Sebagai alternatif pemikiran di atas Capra mengusulkan untuk melihat kehidupan secara sistemik-holistik. Dia bahkan terus mengembangkan pemikirannya dengan merujuk pada ekosistem. Essainya berjudul Ecology and Community mengangkat masalah ini dengan indah. Pemikiran manusia kontemporer akan ekosistem berkembang sekitar tahun 1920-an dari mulai memahami rantai makanan (food chain) menuju konsep siklus makanan (food cycle) hingga konsep jejaring makanan (food webs -network of feeding relationship-). Ini perkembangan bagaimana para ekolog semakin memahami cara kerja alam. Sebagaimana alam telah bekerja dalam jejaring yang tersusun harmonis, lahirlah gagasan jejaring kehidupan (webs of life) dalam menata komunitas manusia. Pemahaman sisi kuantitas alam dilengkapi dengan sisi kulitasnya, yaitu pemahaman utuh akan pola-pola kehidupan (patterns of life). Kehidupan dan komunitas mesti dilihat sebagai pola sistem yang saling terkait satu sama lain (inter-linkage) dan saling membantu dalam menggapai cita-cita kemanusiaan.

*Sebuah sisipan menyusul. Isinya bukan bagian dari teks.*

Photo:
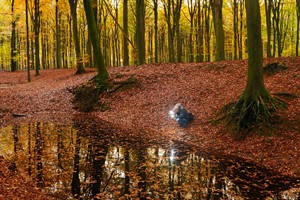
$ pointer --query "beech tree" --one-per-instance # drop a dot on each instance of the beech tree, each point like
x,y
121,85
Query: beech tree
x,y
37,23
27,42
76,39
140,31
219,31
94,34
13,49
255,104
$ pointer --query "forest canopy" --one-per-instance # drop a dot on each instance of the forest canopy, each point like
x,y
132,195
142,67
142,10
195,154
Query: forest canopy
x,y
175,31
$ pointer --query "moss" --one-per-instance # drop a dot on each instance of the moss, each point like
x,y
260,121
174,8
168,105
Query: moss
x,y
274,67
248,113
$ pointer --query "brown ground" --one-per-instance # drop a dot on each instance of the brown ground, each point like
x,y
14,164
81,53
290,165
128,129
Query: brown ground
x,y
142,109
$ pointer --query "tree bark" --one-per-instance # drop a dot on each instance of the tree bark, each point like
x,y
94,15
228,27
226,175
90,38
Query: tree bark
x,y
57,37
36,36
13,50
99,61
125,34
219,31
255,84
140,31
79,61
27,42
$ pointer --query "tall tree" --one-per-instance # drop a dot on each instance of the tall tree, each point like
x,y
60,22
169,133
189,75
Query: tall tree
x,y
57,37
217,6
13,49
27,42
36,22
76,39
140,31
94,34
125,34
255,105
268,6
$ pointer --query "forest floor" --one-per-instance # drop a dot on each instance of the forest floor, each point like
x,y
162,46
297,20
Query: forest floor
x,y
141,110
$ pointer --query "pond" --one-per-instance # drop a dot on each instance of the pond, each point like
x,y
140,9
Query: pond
x,y
77,162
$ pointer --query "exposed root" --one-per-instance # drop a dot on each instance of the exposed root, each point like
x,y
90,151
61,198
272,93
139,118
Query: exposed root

Belakangan urgensi membangun kearifan umat manusia dalam bersikap terhadap alam semakin dirasakan berbagai komunitas ilmuwan. Kesadaran akan perubahan lingkungan global (global environmental change) yang terus meningkat dengan dampak-dampak serius yang diakibatkannya bagi kemanusiaan, membuat pembangunan jejaring dan institusi untuk memecahkan masalah ini dilakukan makin intensif. Di tingkat negara, regional dan global lahirlah jargon pembangunan berkelanjutan (sustainable development), yang hampir tak bisa dilepaskan dari program-program pemerintahan di mana pun, paling tidak pada tataran konsep.
Kesadaran di atas bisa menjadi irisan pemikiran dan entry-point bagi intelektual muslim untuk berdialog dan berkolaborasi dengan ilmuwan barat dalam menemukan kembali hakikat kehidupan dan kemanusiaan. Al Quran membekali muslim untuk memandang alam sebagai satu kesatuan yang bersujud dan bertasbih kepada Allah, Rabb semesta alam, bahkan alam dan diri manusia adalah cerminan kesatuan kebenaran dariNya.
"Kami akan memperlihatkan kepada mereka tanda-tanda (kekuasaan) Kami di segenap ufuk dan pada diri mereka sendiri, sehingga jelaslah bagi mereka bahwa Al-Qur'an itu benar. Dan apakah Rabbmu tidak cukup (bagi kamu) bahwa sesungguhnya Dia menyaksikan segala sesuatu?" (QS. Fushilat:53).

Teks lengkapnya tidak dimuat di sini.